問題はデジタル・デバイド(情報格差)にとどまらない

 今回の「デジタル改革」の動きから入っていったので、話がそれました。今回書き出した意図は、「デジタル改革」を進めるの当たって、重要なことは改めて人権の考え方を深く掘り下げるとともに、その制度化の重要性を考えることでした。

 デジタル化というと個人情報の流出などによる人権侵害や被害がまず思い浮かびます。先般も九州のある市のホームページで、マイナンバーカード、運転免許証、住民票、源泉徴収票などが写った画像データ66人分が約1年半もの間、外部から閲覧できる状態だったことが報道されていました。

 頻発するこのようなことの防止は重要ですが、それ以上に重要なことは、これも言われて久しい、デジタル・デバイド(情報格差)の問題。このことに配慮して、先の方針の原則に② 公平・倫理 や⑦包摂・多様性が入っているのだと思います。しかしこれで十分なのかです。

 デジタル・デバイドの負の影響は貧富の差の拡大など多様で広範囲に及びますが、詳細はここでは手に負えません。ただし、一般的に経済(お金)と技術で解決されると考えられいますが、人権問題としての対応が必要です。

AIは責任を果たさない デジタル化と同じエネルギーを人権に注ぐ必要 人権に付け焼刃は効かない

 最後に、デジタル化によって手続き・過程(プロセス)がブラック・ボックス化してしまうこと。人工知能(AI)による自動化の場合典型的です。AIの場合はプロセスが適正でも最初段階の間違いが大きく効いて来る。万一間違いが発見されても、拡散し展開しているところの修正までは及べないということが生じます。本人に全く責任がないのに個人情報の入力段階でミスがあると結果として、大きな人権侵害に至る場合が想定されます。現に今回の、今月末から全国での本格運用を予定していたマイナンバーカードの健康保険証としての本格運用を先送りもこのケースです。

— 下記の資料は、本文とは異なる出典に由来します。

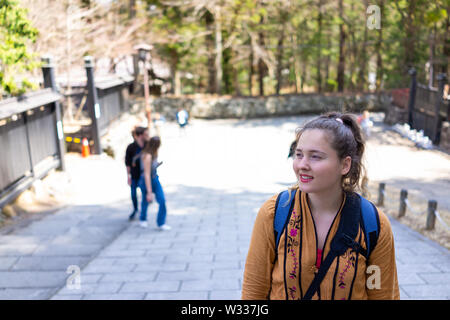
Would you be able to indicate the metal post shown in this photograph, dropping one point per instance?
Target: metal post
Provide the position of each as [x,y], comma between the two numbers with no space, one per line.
[92,104]
[381,189]
[441,78]
[48,72]
[403,197]
[147,97]
[431,217]
[412,95]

 デジタル化は便利で場合によっては経済的な利点もあるが、ブラック・ボックス化する。特に、AIの場合、人工の知能とはいえ、責任感は持っていないし当然果たしません。そこから様々な人権侵害の恐れが出てきます。このような負の影響は社会的立場の弱い人ほど受けやすいし、回復が困難になります。デジタル化に注がれるエネルギーと同等のエネルギーが人権に注がれる必要があります。植物を伸ばすためには土を耕し水をやる必要があるように。人権に付け焼刃は効きません。誠実な対応が必要です。